The DFT does not care what your sampling rate is.

Ultimately, every DFT calculation boils down to these parameters using conventional naming:

$$ \begin{aligned} N &= SamplesPerFrame = \frac{Samples}{Frame}\\ k &= Bin = CyclesPerFrame = \frac{Cycles}{Frame} \\ n &= Sample \\ \omega &= Frequency = RadiansPerSample = \frac{Radians}{Sample} \\ 2\pi &= RadiansPerCycle = \frac{Radians}{Cycle} \\ \end{aligned} $$

The sampling rate is the conversion factor that relates the DFT values to the application.

$$ \begin{aligned} f_s &= SamplesPerSecond = \frac{Samples}{Second} \\ Hz &= CyclesPerSecond = \frac{Cycles}{Second} \\ \end{aligned} $$

So, my first irk is when people use "Hz" as a unit for the sampling rate and call it the "sampling frequency" (even the conventional symbol itself does this). This is incorrect units-wise and requires an implicit assumption of "one cycle per sample". This is more than a pedantic preference. The consequences are apparent with the number of times questions like this one surrounding these simple conversion come up and why, for many people, it seems to be the stumbling block that prevents further progress. Reserve the unit of Hz for referring to the signals, not the sampling, and much of this confusion can be avoided.

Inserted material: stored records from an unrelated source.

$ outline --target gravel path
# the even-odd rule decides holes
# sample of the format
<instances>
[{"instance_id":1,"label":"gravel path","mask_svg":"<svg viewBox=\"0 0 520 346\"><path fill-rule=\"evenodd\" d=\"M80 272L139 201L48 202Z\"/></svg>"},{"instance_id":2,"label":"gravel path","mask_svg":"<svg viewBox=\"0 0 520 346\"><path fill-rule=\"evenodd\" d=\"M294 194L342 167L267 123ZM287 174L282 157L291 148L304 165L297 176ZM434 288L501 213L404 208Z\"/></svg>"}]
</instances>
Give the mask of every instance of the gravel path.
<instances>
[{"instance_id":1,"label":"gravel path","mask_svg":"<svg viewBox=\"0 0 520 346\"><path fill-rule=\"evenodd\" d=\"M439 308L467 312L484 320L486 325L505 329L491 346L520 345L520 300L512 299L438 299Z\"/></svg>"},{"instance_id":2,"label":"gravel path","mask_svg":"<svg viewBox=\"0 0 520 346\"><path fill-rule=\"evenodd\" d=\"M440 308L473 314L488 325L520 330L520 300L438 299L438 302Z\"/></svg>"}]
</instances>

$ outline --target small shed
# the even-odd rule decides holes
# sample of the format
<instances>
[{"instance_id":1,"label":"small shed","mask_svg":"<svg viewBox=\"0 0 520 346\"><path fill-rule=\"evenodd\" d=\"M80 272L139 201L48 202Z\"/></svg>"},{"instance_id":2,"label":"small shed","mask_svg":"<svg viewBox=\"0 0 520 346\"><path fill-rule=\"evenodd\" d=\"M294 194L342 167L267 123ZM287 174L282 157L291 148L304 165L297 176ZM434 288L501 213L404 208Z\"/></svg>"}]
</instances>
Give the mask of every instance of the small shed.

The two sets of definitions lets you unit check your formulas:

$$ \frac{f_s}{N} = \frac{\frac{Samples}{Second}}{\frac{Samples}{Frame}} = \frac{Frames}{Second} $$

This quantity should not be designated "Hz". A conversion can be made though:

$$ \frac{\omega}{2\pi} = \frac{\frac{Radians}{Sample}}{\frac{Radians}{Cycle}} = \frac{Cycles}{Sample} $$

$$ \frac{f_s}{N} = \frac{\frac{\omega}{2\pi}}{\frac{\omega}{2\pi}} \cdot \frac{f_s}{N} = \frac{\frac{Cycles}{Sample}}{\frac{Cycles}{Sample}} \cdot \frac{\frac{Samples}{Second}}{\frac{Samples}{Frame}} = \frac{\frac{Cycles}{Second}}{\frac{Cycles}{Frame}} = \frac{Hz}{Bin} $$

Note that this equation is independent of $\omega$ which means it is a proportional relationship across all the frequencies, and thus bins. So the formula

$$ f = k \cdot BinWidth $$

is seen in units as

$$ Hz = Bin \cdot \frac{Hz}{Bin} $$

Which makes it a lot more understandable on why it works that way.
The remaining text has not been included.